The location was a nominal variables which is divided into three groups as suburban, urban, and metropolitan. The precipitation, flood, and strong wind were entered as nominal variables, individually, utilizing natural disaster risk ratings. Natural disaster risk ratings were evaluated using the risk levels for each natural disaster in Munich Reinsurance Company’s Natural Risk Assessment Network (NATHAN) for an impartial and dependable assessment. NATHAN is an online natural disaster risk map system created to estimate the risk of various natural disasters around the world. Through this system, it is possible to check the scientific and objective level of various natural disaster risk levels based on location information. Natural disaster risk level is scientific and has high reliability because it is the result of comprehensively utilizing the past severity and frequency of natural disasters, data from public organizations or institutions, and analysis results using analysis tools [CURIE 23]. The risk of each natural disaster was used as a nominal variable. The loss ratio, total construction cost was converted to natural logarithm for normal distribution of the data. Descriptive statistics of each variable are revealed in
Table 2.
5. Deep-Learning Algorithm Model
Deep learning is a technology that implements type classification or regression through machine learning of input data and is broadly accepted in forecast and recognition areas. The deep learning model is composed of the input layer, output layer, and hidden layer, activation function, weight, and neuron, and can be applied to various data because it can have a neural network composed of various structures and layers [
35,
36]. Deep learning is classified according to its structure and processing method, and representatively, there are Generative Adversarial Network (GAN), Convolutional Neural Network (CNN), Auto Encoder (AE), Deep Neural Network (DNN), and Recurrent Neural Network (RNN). For example, DNN is a typical neural network with varied numbers of hidden layers, which trains to model compound nonlinear interactions [
37,
38]. Owing to the features, DNNs can be demonstrated in various types of artificial neural networks and are extensively used in forecast and labeling in various businesses and educational fields [
39]. This study developed a model for predicting financial loss of construction sites using DNN in respect of input data, output format, and universality of the model.

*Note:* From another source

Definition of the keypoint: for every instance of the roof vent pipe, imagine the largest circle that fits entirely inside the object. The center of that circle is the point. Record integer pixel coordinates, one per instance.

The developed model was verified by calculating RMSE (root mean square error) and MAE (mean absolute error). The RMSE and MAE values represent the errors between the predicted and actual results and are key indicators for evaluating the artificial neural network model [
40]. MAE is an absolute value estimated and averaged the alteration between the predicted value and the actual value. The smaller the MAE value, the smaller the prediction error. RMSE is expressed as a solitary measure of the variance between the predicted and actual values of the model, and the smaller the RMSE value, the smaller the prediction error. The input data was preprocessed using the z-score normalization method in order to control different units and quantities between variables. Of the total data, 70% was used as learning data (30% of the data was used as validation data), and 30% was utilized as test data.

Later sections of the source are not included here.